There are very few things in life that I care about now. Very few. I guess its a part of growing up. You figure out what really matters and what doesn’t. But I think I’ve gone a little overboard.
I think I used to care a little too much. And I’ve spent the past few years distancing myself from feelings. I thought that they made me weak. I thought that if I were to become apathetic to everything, than I would be impenetrable.
But its impossible not to feel. At least its impossible for me. Because I still obsess. I obsess and I obsess. And I hurt. Not for the things that used to consume me. But for the things that I have found to truly matter to me. And it makes this hurt so much more intense. Because I know its real.
It’s a good thing. And a bad thing. I need to learn how to deal with my emotions in a healthy way. I need to stop going to extremes. Because there is really no good end to this.

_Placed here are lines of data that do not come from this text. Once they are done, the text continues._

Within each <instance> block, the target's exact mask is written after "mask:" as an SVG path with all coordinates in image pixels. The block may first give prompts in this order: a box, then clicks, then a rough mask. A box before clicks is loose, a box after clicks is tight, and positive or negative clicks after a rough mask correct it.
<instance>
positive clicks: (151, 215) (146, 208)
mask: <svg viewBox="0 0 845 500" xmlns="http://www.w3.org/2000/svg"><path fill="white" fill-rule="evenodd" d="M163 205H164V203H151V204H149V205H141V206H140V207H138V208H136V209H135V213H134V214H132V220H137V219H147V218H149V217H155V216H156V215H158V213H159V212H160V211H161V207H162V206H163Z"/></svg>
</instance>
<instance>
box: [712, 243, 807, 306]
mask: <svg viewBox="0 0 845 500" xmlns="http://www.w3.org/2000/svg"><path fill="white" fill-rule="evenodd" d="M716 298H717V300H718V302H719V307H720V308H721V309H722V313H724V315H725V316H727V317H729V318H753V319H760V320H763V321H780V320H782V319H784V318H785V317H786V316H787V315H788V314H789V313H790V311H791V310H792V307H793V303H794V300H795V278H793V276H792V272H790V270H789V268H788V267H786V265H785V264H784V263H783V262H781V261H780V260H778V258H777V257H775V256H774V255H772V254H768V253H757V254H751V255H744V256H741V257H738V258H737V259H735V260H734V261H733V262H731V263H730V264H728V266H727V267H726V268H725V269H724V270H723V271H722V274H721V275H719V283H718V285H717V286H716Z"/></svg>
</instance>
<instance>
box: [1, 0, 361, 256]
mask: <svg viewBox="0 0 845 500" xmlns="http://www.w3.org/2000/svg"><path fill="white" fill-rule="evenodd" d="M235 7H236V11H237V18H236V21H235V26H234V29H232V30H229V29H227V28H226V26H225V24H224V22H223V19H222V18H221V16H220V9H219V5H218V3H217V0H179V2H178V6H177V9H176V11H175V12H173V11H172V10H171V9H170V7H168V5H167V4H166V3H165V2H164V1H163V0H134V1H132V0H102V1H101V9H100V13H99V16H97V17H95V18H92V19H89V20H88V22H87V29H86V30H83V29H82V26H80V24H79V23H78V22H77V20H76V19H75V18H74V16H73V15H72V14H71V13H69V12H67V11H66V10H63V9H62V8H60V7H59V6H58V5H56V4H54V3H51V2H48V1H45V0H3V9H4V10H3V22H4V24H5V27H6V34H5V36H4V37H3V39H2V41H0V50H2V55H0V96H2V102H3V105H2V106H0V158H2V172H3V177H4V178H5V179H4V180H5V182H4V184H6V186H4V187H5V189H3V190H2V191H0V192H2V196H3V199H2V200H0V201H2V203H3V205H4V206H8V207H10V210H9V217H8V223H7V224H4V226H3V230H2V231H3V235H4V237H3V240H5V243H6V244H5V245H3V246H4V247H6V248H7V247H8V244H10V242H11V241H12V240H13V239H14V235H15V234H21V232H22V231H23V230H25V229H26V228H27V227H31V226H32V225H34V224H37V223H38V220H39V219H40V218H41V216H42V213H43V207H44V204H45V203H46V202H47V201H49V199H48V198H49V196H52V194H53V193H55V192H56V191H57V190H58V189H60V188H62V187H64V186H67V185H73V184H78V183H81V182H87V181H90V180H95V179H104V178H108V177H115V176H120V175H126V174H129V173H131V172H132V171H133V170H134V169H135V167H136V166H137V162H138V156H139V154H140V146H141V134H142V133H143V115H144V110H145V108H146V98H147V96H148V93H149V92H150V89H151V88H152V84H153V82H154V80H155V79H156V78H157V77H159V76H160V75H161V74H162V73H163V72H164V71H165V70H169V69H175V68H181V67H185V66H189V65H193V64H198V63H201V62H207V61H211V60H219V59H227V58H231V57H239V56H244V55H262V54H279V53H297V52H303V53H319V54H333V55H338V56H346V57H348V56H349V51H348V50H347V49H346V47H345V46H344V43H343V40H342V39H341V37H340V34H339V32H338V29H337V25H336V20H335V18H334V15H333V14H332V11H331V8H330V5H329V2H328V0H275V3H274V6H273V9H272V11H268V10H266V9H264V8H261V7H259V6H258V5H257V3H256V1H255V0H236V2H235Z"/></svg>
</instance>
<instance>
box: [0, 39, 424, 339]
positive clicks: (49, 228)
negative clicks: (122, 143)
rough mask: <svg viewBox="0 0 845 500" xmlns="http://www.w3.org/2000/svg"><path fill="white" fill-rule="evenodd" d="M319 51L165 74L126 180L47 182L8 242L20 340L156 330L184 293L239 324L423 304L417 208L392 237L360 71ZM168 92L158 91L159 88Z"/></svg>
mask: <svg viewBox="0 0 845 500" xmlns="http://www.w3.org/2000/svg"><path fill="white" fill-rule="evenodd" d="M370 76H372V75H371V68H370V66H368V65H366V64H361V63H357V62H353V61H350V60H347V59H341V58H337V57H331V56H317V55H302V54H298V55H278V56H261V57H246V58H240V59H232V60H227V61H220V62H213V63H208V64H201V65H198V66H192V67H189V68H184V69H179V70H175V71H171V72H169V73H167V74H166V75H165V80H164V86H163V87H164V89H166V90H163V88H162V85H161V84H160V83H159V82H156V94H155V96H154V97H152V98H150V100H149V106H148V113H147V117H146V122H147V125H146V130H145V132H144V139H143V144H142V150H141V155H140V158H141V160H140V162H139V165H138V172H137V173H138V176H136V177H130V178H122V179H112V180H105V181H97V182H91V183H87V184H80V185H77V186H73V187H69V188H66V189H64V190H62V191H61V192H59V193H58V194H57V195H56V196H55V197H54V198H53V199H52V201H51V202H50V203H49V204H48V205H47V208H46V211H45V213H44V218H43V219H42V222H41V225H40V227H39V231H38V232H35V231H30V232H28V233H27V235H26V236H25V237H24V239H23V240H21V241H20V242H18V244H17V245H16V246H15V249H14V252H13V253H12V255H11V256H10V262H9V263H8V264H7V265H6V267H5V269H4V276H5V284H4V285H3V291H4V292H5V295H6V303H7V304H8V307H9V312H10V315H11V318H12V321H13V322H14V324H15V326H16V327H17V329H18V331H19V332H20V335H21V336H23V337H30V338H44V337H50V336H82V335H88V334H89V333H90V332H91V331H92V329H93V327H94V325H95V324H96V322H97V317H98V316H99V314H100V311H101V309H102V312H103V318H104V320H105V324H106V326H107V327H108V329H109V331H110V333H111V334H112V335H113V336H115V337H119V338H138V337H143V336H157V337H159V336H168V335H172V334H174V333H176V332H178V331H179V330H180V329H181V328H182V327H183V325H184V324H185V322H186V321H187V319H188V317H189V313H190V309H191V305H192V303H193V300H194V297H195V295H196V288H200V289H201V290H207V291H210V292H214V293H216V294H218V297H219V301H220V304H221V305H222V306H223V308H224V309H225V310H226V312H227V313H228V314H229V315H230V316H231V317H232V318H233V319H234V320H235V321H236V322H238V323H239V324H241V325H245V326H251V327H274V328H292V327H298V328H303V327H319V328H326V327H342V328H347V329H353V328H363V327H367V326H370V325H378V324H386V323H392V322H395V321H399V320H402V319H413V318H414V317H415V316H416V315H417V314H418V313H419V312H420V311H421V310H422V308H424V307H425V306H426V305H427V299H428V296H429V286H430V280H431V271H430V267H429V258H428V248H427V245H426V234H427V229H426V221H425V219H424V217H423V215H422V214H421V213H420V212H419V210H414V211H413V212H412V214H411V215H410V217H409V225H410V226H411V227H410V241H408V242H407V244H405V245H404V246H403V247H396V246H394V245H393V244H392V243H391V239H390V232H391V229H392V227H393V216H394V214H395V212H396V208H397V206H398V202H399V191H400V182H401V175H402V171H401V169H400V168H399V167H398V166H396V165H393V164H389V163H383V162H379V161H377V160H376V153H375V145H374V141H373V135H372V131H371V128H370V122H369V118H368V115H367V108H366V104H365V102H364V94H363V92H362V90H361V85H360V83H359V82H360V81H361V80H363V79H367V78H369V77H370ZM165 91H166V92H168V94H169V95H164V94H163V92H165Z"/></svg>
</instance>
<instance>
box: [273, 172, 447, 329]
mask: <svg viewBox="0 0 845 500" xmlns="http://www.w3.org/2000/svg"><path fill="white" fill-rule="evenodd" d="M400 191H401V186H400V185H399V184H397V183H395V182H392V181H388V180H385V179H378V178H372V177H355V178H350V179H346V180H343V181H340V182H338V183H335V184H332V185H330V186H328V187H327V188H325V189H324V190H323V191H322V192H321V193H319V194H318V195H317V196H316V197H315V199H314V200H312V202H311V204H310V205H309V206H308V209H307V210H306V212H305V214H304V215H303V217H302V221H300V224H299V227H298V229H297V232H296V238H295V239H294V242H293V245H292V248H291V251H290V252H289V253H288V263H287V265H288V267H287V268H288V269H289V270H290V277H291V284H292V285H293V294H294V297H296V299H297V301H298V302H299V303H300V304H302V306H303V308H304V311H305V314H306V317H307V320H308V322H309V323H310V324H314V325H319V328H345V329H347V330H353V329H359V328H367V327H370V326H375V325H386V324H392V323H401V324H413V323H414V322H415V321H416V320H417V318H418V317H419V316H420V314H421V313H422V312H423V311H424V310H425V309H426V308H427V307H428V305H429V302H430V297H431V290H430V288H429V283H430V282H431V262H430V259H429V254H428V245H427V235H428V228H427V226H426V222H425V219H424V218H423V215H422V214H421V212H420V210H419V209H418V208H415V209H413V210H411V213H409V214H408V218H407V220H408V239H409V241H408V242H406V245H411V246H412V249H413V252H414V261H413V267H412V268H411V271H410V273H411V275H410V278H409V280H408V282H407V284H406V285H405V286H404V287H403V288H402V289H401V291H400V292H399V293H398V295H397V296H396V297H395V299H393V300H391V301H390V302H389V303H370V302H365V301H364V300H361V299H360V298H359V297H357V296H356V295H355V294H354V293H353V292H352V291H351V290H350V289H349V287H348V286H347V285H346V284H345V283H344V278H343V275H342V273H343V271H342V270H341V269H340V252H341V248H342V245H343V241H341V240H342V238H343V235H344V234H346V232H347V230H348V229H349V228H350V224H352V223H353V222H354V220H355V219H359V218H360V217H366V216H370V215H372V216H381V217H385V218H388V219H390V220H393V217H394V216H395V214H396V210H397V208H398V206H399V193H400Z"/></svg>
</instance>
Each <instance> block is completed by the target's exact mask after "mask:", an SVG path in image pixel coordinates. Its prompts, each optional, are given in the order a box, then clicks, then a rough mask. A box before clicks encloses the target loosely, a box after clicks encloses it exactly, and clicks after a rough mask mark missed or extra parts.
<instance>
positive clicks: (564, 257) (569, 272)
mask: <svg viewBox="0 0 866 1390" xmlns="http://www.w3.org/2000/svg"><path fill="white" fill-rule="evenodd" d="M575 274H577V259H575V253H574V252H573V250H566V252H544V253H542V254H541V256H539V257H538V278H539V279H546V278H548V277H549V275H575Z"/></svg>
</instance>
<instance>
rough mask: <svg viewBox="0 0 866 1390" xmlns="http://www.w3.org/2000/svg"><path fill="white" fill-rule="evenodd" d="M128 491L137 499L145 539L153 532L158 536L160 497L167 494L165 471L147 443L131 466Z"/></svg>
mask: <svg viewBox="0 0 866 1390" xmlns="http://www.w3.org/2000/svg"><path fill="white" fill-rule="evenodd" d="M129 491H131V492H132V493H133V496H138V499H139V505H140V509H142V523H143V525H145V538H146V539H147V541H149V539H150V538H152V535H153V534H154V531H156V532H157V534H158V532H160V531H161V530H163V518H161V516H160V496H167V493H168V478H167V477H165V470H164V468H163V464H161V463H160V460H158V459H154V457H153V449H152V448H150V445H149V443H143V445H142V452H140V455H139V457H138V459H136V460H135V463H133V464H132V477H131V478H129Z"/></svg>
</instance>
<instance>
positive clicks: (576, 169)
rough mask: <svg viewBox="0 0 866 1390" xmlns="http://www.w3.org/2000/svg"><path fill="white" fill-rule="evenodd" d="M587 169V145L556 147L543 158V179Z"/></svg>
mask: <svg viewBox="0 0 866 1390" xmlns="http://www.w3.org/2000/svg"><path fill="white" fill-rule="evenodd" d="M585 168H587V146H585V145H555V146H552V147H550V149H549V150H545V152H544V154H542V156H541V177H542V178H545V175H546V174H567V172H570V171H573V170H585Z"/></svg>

I’ve been pretty happy with 2015. I think life is meant to get better and happier as time goes on, and it’s a good sign when this happens. It means that you’ve learned from the past and incorporated it into the present. Of course, it’s impossible to be perfect, to be perfectly happy as things are… but in a way, that just makes the future more exciting. So I’ve set a few goals for myself to focus on as I enter senior year, not for the purpose of achieving them fully, but to give me something to strive toward. They center around a quote by one of the most random people on earth, the North Pond Hermit, who lived in solitude for 27 years. When asked about his reflections on the human condition (following arrest for burglary), he stated:
I did examine myself […] Solitude did increase my perception. But here’s the tricky thing – when I applied my increased perception to myself, I lost my identity. With no audience, no one to perform for, I was just there. There was no need to define myself; I became irrelevant. The moon was the minute hand, the seasons the hour hand. I didn’t even have a name. I never felt lonely. To put it romantically: I was completely free.
My goal is certainly not to become a hermit, but to live for myself, independent of performing for others, independent of the need for affirmation. As I’ve gotten distance from my internship, I’ve realized that these past few months have helped me to take a big step in this direction, but I’m still not quite where I want to be. So here is me solidifying my goals:
- Be happy, truly happy with what you have. With who you are. No matter what your physical conditions are.
- Take care of yourself wholeheartedly. Focus on doing things that you want to do, not things that you feel pressure to do.
- Be accepting of the happiness of others. Practice some metta.
- Feel as intensely as you can feel. Love as intensely as you can love. Don’t hold back and don’t be afraid to get hurt.
- Remember that you are dealing with something that does make your life a little more difficult than the lives of others. Understand what that means, and accept it. Know your limits and respect them. Be grateful.
- Don’t be deterred from your ultimate goal. It’s okay if it changes or evolves. Just remember to stride toward it as wholeheartedly as you can.
- Take ten minutes for yourself every single day, whatever that means.
- Don’t limit yourself or be afraid to take risks. That’s what life is about.
- Love love love yourself. Don’t apologize for being you. Work everyday to be the best version of yourself. And don’t look back at those who didn’t care enough to cast you a second glance.
- Celebrate failure.
I guess with that, I head into the first day of my senior year of college.